Son yazımda “Güya tesettürlüler” derken bu üç dilide kullanmışım farketmeden.Genele hitap ettiğim,şahısları belirtmediğim halde,bazıları niye bu kadar gocundu anlamak güç ???

Hoşgörünün davulunu çalanlar,hoşgörüsüzce eleştirip kafa tuttu hatta hakaret ettiler.

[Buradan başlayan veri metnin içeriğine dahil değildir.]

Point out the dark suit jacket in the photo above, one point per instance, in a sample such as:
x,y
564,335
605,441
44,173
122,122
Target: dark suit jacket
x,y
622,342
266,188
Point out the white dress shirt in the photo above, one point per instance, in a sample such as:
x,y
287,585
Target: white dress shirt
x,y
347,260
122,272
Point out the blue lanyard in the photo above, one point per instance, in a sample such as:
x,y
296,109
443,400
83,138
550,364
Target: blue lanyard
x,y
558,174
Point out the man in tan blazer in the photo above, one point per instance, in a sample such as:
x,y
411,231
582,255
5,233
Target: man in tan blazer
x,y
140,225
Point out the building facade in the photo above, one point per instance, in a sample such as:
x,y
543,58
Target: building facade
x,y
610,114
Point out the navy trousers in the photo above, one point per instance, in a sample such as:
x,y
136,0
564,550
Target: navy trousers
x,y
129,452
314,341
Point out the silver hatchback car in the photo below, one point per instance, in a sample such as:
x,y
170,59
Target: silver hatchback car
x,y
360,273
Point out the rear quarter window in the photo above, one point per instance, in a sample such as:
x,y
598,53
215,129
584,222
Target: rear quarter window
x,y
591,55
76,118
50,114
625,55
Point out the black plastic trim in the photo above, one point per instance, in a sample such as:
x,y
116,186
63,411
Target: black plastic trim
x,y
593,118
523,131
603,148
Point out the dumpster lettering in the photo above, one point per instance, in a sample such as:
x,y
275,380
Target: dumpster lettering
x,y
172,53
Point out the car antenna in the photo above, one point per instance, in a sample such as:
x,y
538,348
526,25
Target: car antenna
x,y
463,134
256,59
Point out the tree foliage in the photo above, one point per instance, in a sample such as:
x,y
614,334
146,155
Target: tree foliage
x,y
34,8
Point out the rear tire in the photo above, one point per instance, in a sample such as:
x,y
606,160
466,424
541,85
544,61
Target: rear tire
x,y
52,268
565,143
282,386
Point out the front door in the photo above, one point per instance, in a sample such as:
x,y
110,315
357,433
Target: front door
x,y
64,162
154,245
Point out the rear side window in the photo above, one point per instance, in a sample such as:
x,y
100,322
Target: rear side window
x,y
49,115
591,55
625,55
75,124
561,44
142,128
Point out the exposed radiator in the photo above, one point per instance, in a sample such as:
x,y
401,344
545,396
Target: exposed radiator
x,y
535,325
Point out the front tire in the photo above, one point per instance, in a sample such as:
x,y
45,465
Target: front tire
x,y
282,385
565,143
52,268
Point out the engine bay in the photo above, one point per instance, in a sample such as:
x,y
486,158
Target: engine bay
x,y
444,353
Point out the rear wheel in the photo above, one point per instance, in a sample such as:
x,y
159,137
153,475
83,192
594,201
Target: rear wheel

Ne yapmalı? Gördüğümüz yanlışları hoşgörülü olmak adına görmezden mi gelmeli? Günden güne bozulan islam ve tesettür anlayışına seyircimi kalmalı?
Kardeşlerimiz bir anaforda savrulup giderken dillerimiz lâl mı olmalı?
Neyi nasıl hoşgörelim? Hem hoşgörü dediğiniz nedir ki?

Türk dil kurumunun sözlüğüne göre hoşgörü:
“Her şeyi anlayışla karşılayarak olabildiği kadar hoş görme durumu, müsamaha, tolerans”

Vicdanınıza danışıp söyleyin Allah aşkına, böyle bir anlayış islama sığar mı?
 Hayat tarzıyla,yaşantısıyla güya islamdan ama islami anlayışa zarar vererek örnek olan kişiye nasıl hoşgörülü olabilirsiniz?
Karakterlerden doğan farklılıkları,insani zaaflardan kaynaklanan hataları elbette  anlayışla karşılamalı,yumuşaklık göstermeliyiz.Fakat konu islamın yanlış yaşanarak yaygınlaştırılmasına gelince göz yumamaz,sessiz kalamayız.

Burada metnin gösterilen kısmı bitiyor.